A cache of Ruston, Hornsby and other agricultural postcards, discovered during the clearance of the estate of Bob Curry one of the great Grantham collectors, rank as some of the finest ever seen at the Grantham Auction Rooms.
Found a day after the Council confirmed the demolition of the former Ruston building in Lincoln (it would have made a fantastic swimming baths and ice rink) they help illustrate the range of products produced and the importance of these industrial heavyweights.
As these buildings disappear, so does the legacy of what they represented. The result of The Great War would have been in question without these powerhouses and other local factories such as William Foster.
The cards were produced to advertise the steam engines, tractors and agricultural items to potential clients. They predate the merger between Ruston’s and Richard Hornsby in 1918 and were made in the later era of the original Ruston factory established by Proctor and Burton who joined forces with Joseph Ruston in 1857.
Some show soldiers on various implements, steam engines and threshing machines illustrating their use. A navy crane highlights the range of objects Ruston produced.
Add to these an exceptionally rare postcard, illustrating the Grantham firm of Richard Hornsby. Established in 1828 until the merger in 1918, they became world famous for heavy oil engines and the development of the Hornsby-Akroyd oil engine with Herbert Akroyd Stewart (born 1864). This card shows Hornsby at an oil engine stand at an agricultural show.
Ruston were world leaders in advertising this was enhanced with the Hornsby merger, producing the Palm Tree and other advertising signs and a huge array of guides, booklets, ephemera and posters to establish their name as a global leader, but postcards for both firms pre-merger are rare and desirable.

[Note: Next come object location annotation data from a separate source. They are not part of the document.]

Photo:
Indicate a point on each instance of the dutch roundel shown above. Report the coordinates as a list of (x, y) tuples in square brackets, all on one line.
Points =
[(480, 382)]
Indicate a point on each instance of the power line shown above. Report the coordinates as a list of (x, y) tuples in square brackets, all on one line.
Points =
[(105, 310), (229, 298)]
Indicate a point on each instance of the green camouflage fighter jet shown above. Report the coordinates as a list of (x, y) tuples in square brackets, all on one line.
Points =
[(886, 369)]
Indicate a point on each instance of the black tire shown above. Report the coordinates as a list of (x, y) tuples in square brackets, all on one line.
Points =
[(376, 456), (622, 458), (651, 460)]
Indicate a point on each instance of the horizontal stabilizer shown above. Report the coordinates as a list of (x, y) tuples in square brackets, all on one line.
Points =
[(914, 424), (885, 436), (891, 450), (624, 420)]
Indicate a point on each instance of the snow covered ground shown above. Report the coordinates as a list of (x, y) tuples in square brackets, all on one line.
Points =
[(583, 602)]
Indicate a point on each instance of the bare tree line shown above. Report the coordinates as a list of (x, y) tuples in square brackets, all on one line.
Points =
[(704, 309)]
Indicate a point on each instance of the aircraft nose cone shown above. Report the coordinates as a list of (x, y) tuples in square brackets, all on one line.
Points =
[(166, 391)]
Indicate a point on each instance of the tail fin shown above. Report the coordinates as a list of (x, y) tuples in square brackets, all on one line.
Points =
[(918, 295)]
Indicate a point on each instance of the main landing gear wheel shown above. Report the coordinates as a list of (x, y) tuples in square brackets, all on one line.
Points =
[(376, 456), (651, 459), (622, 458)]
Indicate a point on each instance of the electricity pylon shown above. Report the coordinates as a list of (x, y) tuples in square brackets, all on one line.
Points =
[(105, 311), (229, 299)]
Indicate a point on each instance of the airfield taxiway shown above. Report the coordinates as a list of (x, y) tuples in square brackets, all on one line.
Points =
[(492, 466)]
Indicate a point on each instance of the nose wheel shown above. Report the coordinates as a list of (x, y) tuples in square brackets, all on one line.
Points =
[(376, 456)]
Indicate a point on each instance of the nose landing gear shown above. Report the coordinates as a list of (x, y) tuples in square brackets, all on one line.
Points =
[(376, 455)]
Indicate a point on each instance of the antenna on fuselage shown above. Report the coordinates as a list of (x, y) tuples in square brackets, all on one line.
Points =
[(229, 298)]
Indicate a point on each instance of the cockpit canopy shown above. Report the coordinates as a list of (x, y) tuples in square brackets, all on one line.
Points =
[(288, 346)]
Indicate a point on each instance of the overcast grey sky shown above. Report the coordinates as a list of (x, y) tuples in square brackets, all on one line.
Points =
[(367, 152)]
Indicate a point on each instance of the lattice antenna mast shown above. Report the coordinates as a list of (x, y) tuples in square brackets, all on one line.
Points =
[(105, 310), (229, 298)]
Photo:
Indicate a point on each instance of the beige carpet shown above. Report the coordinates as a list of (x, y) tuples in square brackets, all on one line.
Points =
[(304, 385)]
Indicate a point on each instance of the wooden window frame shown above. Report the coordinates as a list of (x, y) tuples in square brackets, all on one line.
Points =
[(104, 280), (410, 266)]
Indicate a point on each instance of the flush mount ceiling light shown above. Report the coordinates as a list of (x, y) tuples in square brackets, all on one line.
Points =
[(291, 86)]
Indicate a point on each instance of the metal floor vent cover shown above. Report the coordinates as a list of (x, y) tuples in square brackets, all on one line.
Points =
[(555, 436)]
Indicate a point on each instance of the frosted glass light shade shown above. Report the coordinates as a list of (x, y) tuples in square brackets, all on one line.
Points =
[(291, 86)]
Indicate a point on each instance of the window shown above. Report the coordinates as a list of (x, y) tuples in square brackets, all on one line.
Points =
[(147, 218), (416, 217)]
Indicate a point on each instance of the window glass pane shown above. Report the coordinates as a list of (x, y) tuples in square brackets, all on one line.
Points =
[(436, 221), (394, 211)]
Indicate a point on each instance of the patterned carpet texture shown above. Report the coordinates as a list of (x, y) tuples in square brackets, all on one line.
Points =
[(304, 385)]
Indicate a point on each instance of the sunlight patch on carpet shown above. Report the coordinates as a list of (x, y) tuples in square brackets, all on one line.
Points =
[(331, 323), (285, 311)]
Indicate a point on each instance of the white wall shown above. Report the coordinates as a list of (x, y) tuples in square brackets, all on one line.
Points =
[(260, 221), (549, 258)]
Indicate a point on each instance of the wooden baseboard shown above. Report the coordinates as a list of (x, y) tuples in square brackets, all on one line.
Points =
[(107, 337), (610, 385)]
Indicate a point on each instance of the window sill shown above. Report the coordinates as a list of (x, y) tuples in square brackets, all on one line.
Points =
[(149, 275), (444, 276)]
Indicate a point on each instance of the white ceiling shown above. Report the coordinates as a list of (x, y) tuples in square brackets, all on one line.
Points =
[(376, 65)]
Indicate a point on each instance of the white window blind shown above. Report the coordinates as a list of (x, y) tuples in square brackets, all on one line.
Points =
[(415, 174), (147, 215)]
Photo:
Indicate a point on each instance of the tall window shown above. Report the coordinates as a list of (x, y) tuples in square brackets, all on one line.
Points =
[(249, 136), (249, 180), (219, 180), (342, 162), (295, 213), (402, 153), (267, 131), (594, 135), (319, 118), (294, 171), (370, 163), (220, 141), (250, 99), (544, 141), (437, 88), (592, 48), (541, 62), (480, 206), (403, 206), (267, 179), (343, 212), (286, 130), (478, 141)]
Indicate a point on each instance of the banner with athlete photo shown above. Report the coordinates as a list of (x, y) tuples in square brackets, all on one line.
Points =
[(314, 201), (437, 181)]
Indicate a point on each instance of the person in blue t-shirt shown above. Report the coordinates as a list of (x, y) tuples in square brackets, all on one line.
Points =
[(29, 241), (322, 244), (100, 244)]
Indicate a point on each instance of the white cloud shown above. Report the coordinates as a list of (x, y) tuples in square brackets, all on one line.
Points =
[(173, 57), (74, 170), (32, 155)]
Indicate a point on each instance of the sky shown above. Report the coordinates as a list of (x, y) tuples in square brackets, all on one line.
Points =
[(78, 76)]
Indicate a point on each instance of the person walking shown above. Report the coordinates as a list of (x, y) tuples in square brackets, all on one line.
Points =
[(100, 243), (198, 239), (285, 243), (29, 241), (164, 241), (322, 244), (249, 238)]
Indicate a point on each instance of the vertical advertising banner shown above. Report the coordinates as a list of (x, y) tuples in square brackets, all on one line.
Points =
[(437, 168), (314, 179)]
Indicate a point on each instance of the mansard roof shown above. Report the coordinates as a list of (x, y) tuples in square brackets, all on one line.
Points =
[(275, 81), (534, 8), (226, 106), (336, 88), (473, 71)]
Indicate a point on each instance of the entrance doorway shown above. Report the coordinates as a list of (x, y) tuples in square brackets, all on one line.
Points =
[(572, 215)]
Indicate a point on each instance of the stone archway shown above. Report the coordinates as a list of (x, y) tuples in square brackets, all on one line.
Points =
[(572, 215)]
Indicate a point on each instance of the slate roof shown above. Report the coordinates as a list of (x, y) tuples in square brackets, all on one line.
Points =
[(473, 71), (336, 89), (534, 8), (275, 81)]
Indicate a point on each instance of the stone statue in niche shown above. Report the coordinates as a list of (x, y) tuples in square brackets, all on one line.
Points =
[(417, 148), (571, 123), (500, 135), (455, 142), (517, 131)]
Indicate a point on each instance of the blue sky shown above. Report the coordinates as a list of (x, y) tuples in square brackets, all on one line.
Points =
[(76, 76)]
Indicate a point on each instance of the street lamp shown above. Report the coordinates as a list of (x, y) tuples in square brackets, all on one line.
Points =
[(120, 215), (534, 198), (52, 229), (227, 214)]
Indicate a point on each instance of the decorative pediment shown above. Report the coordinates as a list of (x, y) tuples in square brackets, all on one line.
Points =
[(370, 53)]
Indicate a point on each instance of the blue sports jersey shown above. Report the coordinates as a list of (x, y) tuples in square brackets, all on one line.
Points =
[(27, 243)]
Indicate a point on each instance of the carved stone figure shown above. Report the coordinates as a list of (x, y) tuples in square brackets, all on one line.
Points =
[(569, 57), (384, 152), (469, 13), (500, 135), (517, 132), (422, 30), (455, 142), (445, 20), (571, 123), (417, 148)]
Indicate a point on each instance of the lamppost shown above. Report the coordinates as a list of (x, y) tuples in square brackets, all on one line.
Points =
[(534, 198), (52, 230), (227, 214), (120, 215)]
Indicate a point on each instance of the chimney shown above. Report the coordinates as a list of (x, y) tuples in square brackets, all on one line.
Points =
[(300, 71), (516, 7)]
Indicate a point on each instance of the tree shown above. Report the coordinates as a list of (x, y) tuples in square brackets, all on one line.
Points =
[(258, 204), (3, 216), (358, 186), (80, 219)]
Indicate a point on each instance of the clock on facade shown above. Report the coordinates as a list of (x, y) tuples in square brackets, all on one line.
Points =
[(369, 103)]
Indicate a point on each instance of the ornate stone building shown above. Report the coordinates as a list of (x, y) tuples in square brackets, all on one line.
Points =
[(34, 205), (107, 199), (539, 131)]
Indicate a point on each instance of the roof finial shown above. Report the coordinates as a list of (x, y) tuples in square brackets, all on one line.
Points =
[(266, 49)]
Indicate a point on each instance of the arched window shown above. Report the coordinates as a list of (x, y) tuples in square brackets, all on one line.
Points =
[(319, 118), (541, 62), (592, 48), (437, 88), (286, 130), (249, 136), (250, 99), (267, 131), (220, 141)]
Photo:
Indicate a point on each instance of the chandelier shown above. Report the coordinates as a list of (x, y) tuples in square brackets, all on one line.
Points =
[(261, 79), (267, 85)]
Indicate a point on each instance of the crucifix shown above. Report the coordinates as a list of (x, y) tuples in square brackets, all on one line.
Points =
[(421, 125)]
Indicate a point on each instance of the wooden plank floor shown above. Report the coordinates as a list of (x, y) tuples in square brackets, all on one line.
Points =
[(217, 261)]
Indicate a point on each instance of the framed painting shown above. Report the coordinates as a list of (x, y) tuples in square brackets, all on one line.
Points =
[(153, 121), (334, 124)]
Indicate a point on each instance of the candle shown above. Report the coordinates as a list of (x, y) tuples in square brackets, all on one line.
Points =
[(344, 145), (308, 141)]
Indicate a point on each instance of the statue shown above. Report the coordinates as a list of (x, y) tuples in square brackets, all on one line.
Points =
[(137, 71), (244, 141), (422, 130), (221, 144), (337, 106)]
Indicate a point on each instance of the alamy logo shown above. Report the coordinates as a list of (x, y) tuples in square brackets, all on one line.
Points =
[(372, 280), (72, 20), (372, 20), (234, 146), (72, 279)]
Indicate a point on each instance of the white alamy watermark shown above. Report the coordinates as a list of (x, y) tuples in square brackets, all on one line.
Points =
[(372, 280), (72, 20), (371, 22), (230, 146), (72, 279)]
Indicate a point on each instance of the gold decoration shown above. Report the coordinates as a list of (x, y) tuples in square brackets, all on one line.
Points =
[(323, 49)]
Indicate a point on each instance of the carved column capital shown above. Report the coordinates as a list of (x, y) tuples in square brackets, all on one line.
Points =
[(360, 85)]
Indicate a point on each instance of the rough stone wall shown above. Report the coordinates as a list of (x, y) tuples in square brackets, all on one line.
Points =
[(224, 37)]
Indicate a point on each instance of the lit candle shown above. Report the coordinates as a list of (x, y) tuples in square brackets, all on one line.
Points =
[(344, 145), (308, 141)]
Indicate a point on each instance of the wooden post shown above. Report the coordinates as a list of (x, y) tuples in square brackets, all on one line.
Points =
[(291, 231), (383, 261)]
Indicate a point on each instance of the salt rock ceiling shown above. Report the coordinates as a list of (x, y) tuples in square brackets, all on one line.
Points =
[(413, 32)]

Scarcer still are the smaller stand cards of Tom Evans Newtown and Jas Ward & Co, Horncastle. They tick many boxes of what constitutes desirability: unusual images, with people in them, showing industrial engines from some of the best known makers and all from the very early 20th century: all in all it is a fabulous collection and one which needs to be cherished to preserve the great names in Lincolnshire’s industrial heritage.